To migrate the similar structure from blocking to non-blocking, a function (or a task) requires to snapshot the current status, including arguments, variables, and breakpoints, when it needs to wait for I/O operations. Also, the scheduler should be able to re-entry the function and execute the remaining code after I/O operations finish. Unlike other programming languages such as C++, Python can achieve the concepts discussed above easily because its generator can preserve all status and re-entry by calling the built-in function next(). By utilizing generators, handling I/O operations like the previous snippet but a non-blocking form, which is called inline callback, is reachable inside an event loop.

Event Loop

An event loop is a scheduler to manage tasks within a program instead of depending on operating systems. The following snippet shows how a simple event loop to handle socket connections asynchronously. The implementation concept is to append tasks into a FIFO job queue and register a selector when I/O operations are not ready. Also, a generator preserves the status of a task that allows it to be able to execute its remaining jobs without callback functions when I/O results are available. By observing how an event loop works, therefore, it would assist in understanding a Python generator is indeed a form of coroutine.

# loop.py

from selectors import DefaultSelector, EVENT_READ, EVENT_WRITE

class Loop(object):
    def __init__(self):
        self.sel = DefaultSelector()
        self.queue = []

    def create_task(self, task):
        self.queue.append(task)

    def polling(self):
        for e, m in self.sel.select(0):
            self.queue.append((e.data, None))
            self.sel.unregister(e.fileobj)

    def is_registered(self, fileobj):
        try:
            self.sel.get_key(fileobj)
        except KeyError:
            return False
        return True

    def register(self, t, data):
        if not data:
            return False

        if data[0] == EVENT_READ:
            if self.is_registered(data[1]):
                self.sel.modify(data[1], EVENT_READ, t)
            else:
                self.sel.register(data[1], EVENT_READ, t)
        elif data[0] == EVENT_WRITE:
            if self.is_registered(data[1]):
                self.sel.modify(data[1], EVENT_WRITE, t)
            else:
                self.sel.register(data[1], EVENT_WRITE, t)
        else:
            return False

        return True

    def accept(self, s):
        conn, addr = None, None
        while True:
            try:
                conn, addr = s.accept()
            except BlockingIOError:
                yield (EVENT_READ, s)
            else:
                break
        return conn, addr

    def recv(self, conn, size):
        msg = None
        while True:
            try:
                msg = conn.recv(1024)
            except BlockingIOError:
                yield (EVENT_READ, conn)
            else:
                break
        return msg

    def send(self, conn, msg):
        size = 0
        while True:
            try:
                size = conn.send(msg)
            except BlockingIOError:
                yield (EVENT_WRITE, conn)
            else:
                break
        return size

    def once(self):
        self.polling()
        unfinished = []
        for t, data in self.queue:
            try:
                data = t.send(data)
            except StopIteration:
                continue

            if self.register(t, data):
                unfinished.append((t, None))

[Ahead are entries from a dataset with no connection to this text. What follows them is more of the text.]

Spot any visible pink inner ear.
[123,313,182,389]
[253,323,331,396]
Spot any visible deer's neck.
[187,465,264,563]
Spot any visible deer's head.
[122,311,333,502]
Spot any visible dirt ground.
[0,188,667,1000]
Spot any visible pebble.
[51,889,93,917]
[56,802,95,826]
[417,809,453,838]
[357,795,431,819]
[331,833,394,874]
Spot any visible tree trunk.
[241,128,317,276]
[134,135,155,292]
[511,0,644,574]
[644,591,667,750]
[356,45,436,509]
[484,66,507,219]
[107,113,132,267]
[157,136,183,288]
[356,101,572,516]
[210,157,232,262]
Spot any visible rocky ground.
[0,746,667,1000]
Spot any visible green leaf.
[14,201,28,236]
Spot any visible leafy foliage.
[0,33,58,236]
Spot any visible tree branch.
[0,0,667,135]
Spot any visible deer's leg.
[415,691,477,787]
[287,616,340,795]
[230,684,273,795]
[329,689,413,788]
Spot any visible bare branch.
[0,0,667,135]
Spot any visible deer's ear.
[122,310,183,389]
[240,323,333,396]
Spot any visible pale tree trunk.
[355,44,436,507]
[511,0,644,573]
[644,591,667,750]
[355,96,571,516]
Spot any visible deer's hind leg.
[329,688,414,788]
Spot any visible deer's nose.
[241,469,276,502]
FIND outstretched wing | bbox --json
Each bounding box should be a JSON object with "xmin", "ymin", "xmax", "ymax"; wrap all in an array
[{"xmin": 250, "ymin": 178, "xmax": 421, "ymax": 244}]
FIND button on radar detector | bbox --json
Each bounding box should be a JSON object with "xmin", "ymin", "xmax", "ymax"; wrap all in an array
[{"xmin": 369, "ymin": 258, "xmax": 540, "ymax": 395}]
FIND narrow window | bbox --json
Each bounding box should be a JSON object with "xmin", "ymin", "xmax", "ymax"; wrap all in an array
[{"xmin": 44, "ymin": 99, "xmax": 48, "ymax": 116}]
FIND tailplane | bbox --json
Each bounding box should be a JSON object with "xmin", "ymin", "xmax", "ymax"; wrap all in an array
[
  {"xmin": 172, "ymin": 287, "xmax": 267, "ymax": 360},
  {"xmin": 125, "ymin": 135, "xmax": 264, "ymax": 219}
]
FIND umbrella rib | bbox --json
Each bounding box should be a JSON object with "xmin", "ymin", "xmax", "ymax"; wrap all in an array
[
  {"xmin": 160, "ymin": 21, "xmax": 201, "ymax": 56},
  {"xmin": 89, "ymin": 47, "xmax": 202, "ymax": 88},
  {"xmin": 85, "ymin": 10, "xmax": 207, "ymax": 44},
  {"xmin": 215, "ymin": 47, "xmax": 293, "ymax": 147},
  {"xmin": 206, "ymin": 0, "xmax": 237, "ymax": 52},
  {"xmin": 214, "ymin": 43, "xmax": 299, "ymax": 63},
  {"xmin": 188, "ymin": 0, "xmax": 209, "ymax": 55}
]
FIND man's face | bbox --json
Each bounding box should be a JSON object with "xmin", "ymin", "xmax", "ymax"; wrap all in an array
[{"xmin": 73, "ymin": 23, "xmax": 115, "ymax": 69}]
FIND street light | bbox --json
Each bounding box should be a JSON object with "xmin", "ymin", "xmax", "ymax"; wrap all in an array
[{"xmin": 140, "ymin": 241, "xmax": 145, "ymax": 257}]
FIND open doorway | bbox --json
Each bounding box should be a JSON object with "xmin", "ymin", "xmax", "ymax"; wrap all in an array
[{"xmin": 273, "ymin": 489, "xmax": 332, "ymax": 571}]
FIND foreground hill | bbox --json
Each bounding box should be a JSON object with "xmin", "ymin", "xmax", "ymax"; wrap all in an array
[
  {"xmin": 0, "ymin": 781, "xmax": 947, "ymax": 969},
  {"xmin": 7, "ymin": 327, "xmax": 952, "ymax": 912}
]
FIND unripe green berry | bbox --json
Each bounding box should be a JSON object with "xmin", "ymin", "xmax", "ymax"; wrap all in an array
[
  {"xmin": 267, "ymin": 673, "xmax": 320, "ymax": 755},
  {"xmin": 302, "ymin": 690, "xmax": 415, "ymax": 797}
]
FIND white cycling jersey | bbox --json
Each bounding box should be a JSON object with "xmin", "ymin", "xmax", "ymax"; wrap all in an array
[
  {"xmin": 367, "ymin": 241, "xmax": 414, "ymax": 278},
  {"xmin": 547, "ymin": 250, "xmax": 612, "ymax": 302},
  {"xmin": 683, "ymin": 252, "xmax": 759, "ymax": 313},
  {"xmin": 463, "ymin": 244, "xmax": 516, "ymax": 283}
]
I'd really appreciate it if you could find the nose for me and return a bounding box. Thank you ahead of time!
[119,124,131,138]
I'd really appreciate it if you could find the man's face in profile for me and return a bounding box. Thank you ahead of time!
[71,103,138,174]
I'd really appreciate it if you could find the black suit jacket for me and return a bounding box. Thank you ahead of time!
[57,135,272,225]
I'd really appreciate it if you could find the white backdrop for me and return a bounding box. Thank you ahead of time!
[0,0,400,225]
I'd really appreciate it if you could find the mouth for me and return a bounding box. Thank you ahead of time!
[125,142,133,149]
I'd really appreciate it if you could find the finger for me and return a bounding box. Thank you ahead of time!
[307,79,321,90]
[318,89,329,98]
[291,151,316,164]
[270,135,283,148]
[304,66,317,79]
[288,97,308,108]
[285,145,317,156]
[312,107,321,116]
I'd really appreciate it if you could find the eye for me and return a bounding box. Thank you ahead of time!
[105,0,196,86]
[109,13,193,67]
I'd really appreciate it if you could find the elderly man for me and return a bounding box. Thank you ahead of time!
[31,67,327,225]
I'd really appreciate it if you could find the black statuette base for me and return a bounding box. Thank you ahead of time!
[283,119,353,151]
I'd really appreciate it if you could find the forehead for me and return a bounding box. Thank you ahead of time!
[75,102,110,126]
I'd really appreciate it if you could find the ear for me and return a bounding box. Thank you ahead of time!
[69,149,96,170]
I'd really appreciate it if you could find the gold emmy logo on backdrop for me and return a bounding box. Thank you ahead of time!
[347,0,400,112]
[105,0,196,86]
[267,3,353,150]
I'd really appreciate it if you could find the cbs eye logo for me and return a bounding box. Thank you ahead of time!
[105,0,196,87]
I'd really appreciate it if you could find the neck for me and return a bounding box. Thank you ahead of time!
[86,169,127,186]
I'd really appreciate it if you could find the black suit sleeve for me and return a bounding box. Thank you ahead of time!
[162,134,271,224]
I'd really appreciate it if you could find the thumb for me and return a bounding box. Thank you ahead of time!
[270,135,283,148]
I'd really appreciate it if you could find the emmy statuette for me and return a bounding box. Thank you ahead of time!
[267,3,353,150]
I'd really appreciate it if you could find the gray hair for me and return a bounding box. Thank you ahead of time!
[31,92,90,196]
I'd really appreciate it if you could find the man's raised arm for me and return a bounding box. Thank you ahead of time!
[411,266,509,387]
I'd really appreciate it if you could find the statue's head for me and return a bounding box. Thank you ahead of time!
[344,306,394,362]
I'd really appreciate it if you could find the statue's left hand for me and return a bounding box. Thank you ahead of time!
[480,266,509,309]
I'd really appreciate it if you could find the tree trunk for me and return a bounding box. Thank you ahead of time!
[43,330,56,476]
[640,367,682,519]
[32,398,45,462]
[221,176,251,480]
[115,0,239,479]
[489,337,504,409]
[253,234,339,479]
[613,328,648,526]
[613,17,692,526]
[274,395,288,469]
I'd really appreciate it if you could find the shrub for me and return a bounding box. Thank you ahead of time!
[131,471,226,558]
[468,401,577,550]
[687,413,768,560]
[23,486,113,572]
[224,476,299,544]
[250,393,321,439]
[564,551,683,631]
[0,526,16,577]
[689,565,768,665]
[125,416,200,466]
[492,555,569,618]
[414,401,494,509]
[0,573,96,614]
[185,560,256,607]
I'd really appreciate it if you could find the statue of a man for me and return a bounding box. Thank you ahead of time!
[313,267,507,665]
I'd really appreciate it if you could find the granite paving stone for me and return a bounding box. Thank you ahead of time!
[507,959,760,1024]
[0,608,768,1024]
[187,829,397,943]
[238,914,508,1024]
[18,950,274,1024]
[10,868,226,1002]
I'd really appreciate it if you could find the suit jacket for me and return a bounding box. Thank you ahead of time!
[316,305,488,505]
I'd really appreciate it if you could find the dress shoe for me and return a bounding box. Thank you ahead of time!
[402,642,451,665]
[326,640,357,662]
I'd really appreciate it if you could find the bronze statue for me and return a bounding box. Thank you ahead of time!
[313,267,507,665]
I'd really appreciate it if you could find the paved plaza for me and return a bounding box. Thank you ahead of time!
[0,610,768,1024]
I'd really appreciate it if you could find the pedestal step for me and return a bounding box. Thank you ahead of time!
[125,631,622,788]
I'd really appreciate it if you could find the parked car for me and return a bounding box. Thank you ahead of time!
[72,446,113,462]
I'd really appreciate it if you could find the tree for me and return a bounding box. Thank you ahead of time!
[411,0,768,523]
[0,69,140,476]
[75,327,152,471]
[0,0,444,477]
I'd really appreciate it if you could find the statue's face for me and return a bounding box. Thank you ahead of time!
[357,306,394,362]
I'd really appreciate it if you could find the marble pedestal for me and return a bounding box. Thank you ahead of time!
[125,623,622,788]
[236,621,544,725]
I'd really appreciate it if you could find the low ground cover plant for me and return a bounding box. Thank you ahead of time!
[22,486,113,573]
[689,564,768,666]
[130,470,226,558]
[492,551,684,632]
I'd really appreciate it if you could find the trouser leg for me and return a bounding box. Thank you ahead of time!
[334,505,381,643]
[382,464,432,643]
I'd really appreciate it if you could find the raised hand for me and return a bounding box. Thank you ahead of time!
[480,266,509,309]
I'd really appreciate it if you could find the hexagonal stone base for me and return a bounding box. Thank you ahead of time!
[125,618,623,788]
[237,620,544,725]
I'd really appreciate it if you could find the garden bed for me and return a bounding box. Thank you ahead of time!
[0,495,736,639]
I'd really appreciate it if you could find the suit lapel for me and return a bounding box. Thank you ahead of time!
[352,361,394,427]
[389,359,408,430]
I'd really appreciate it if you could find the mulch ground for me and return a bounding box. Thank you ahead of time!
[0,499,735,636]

        self.queue = unfinished

    def run(self):
        while self.queue or self.sel.get_map():
            self.once()

By assigning jobs into an event loop to handle connections, the programming pattern is similar to using threads to manage I/O operations but utilizing a user-level scheduler. Also, PEP 380 enables a generator delegation, which allows a generator can wait for other generators to finish their jobs. Obviously, the following snippet is more intuitive and readable than using callback functions to handle I/O operations.

# foo.py
# $ python3 foo.py &
# $ nc localhost 5566

import socket

from selectors import EVENT_READ, EVENT_WRITE

# import loop.py
from loop import Loop

s = socket.socket(socket.AF_INET, socket.SOCK_STREAM)
s.setsockopt(socket.SOL_SOCKET, socket.SO_REUSEADDR, 1)
s.bind(("127.0.0.1", 5566))
s.listen(10240)
s.setblocking(False)

loop = Loop()

def handler(conn):
    while True:
        msg = yield from loop.recv(conn, 1024)
        if not msg:
            conn.close()
            break
        yield from loop.send(conn, msg)

def main():
    while True:
        conn, addr = yield from loop.accept(s)
        conn.setblocking(False)
        loop.create_task((handler(conn), None))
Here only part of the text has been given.